I would have liked to have carried on the water colours, which I used on this image to try and move away from the heavily digital work that I had been doing. As it was a costly process in terms of time, when it came to filling out the rest of the template I moved to creating a digital image.
This second image was to highlight the regret, worry and negative emotions that come after an outburst of rage. The sketch was under-developed, but I ran with it and tried to use a relationship between colour and limited colour palette to evoke the work of Paul Blow.
This is probably where the cohesion of style between the two images matters the most and will be where I focus my amendments.
Editorial 10: 'Sage Concern' P: The Guardian Weekend D: 20/10
AD: Source your own article, produce a photoshop template and illustrate as you wish.
I'm a foody at heart, there's no denying it. Much to the disdain of my girlfriend, I love to watch cooking/baking/food shows if they're on. So when I flipped through The Guardian Weekend and saw this article, I settled on it quite quickly. It's part of a series by TV chef Hugh Fernley-Whittingstall, which looks at a particular herb; it's origins, uses and lists a couple of recipes which feature it to. This particular article focuses on sage.

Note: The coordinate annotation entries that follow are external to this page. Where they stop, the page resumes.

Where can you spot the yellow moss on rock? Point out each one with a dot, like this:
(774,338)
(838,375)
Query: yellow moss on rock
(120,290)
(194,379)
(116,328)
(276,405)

Thinking about the beautiful illustrations of Emma Dibben, I went with my desire to work with water colour. The main image of this double page spread was a lovely big photo, of the recipe discussed to the right of the article. I didn't want to replicate that though, as there us a bulk of text which describes various food stuffs which commonly feature the herb; a few of which were quite peculiar/I had never come across before and felt intrigued to visualise.
My main issue for this editorial was time. I finished it over the weekend, but didn't have access to a scanner, so had to scan and re-size the individual paintings the morning of the hand-in. I thought I had given myself plenty of time, but of course the scanner didn't want to play ball for a good 20 minutes.
However, now with adequate time there are plenty of amendments I can make. Most glaringly is the need to adjust the images so that the white of the water colour paper is the same as the pure background white. I should probably pay more attention to the scale of the different foodstuffs in relationship to each other as well as standardise the size of the text. The illustrations fill the space well, but I could probably have a bit of a fiddle to try and minimise the white space separating them.
The second illustration is a caricature of sorts, replacing a photograph of Hugh. I need to edit the levels of the pencil layer on top of the water colours, perhaps even replacing it with pen, so that it is clearer to see. I will also consider drawing some sort of background pattern or implementing a plain background.